Dear Property agents and all who are doing similar business,

I would like to inform that in Bangkok i was contacted by Thai lady name XXXXXXXXXXXXXX, she offering to buy property database with more than 5000 listing for only 20,000 THB. She said that she use to work in CBRE before and because she will married soon she would like to sell experience which she collect many years.
At first it look great deal, but later when i check it out with my friends who do the same business, they told that she already contacted them also, and one of my friend already bought it. He pay only 14,000 THB for her "exclusive database".
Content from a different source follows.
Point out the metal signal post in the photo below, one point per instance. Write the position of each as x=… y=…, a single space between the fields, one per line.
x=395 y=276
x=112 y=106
Please be aware everyone to not lose your money!

Regards
Mindaugas


----------



## kevin82nd (Dec 17, 2009)

*agent*



Mindaugas said:


> Dear Property agents and all who are doing similar business,
> 
> I would like to inform that in Bangkok i was contacted by Thai lady name XXXXXXXXXXXXXX, she offering to buy property database with more than 5000 listing for only 20,000 THB. She said that she use to work in CBRE before and because she will married soon she would like to sell experience which she collect many years.
> At first it look great deal, but later when i check it out with my friends who do the same business, they told that she already contacted them also, and one of my friend already bought it. He pay only 14,000 THB for her "exclusive database".
> ...


Good infos.. thank you !!... I'm a real estate agent myself.. based in Bangkok.. Where is your zoning ?.. XXXXXXXXXXXXXXXX .. let me know if you need cobroker ..


----------



## Mindaugas (Jul 27, 2009)

kevin82nd said:


> Good infos.. thank you !!... I'm a real estate agent myself.. based in Bangkok.. Where is your zoning ?.. XXXXXXXXXXXXX .. let me know if you need cobroker ..


Hi Kevin,

Yes you're welcome, will send you all exclusive offers which i have

Mindaugas


----------



## dizzydee (Dec 18, 2009)

hi guys , 
im new to this forum, currently have some great investment opportunities for anyone looking out for some in bangkok. will be great if we can share contacts. I have friends always looking out for property to buy/rent,will refer whenever possible

cheers


----------



## Mindaugas (Jul 27, 2009)

dizzydee said:


> hi guys ,
> im new to this forum, currently have some great investment opportunities for anyone looking out for some in bangkok. will be great if we can share contacts. I have friends always looking out for property to buy/rent,will refer whenever possible
> 
> cheers


Hi there,

If any of your friends are interested in Resorts or hotels let me know. I have many for sale around Thailand and few frezzed, not finished yet with the debt. Small deals i'm not very interested as it waste too much time.

Regards
Mindaugas


----------



## dizzydee (Dec 18, 2009)

Mindaugas,

hotels and resorts not at the moment but with regards to land,houses possibly.Will keep u posted 

regards. 



QUOTE=Mindaugas;219144]Hi there,

If any of your friends are interested in Resorts or hotels let me know. I have many for sale around Thailand and few frezzed, not finished yet with the debt. Small deals i'm not very interested as it waste too much time.

Regards
Mindaugas[/QUOTE]


----------